Funding Behind the Initiative

Many of those relationships, however, are propped up by funding from Homeland Security. The department, formed following the events of 9-11, is charged with protecting the U.S. from, and responding to, terrorism.

Its inaugural budget in 2003 was $42.4 billion. Its 2011 budget, despite a decade devoid of terrorist attacks, is $56.3 billion, according to the homeland security 2011 budget presentation. Though most of the funding is accounted for before congress signs the check, several billion dollars each year are set aside for grant funding. Grants for increased border patrols, grants for developing new and more secure drivers licenses, grants for responding to terrorist attacks – available to all 50 states and U.S. territories - and, obviously, grants for defending non-profits from terrorist attack. There’s something for everyone. Pork, draped in an American flag.

Text Against Terror, naturally, is paid for by a $1.15 million grant from the Department of Homeland Security.

“I don’t know how far the money is going,” Carol said. “But the program will continue.”

Fear of a Lifetime

With so much in available funding and for so many programs, there’s little incentive to cut back on spending, let along safety measures. With the public believing an exaggerated truth about terrorism, Molotch said, there’s little pressure from the public to slow things down either.

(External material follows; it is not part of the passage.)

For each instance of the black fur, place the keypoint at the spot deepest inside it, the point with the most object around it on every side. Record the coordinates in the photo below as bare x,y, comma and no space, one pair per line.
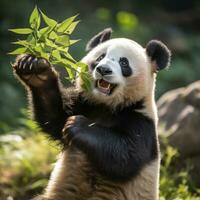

When the anti-terrorism fervor will die down, Molotch isn’t too sure. What he does believe is that it will fade along with time. Fear, however, can easily last a lifetime.

“Decades are one solution and when we all die, not from a terrorist attack, but if we get hit by a car tomorrow or die in a hospital bed of pneumonia when we’re 91,” he said. “These things have a half-life. My guess is that, like everything else these days, if there are no more attacks, and there’s no more to gain politically by fussing over it, it will gradually lose its energy and ebb away.”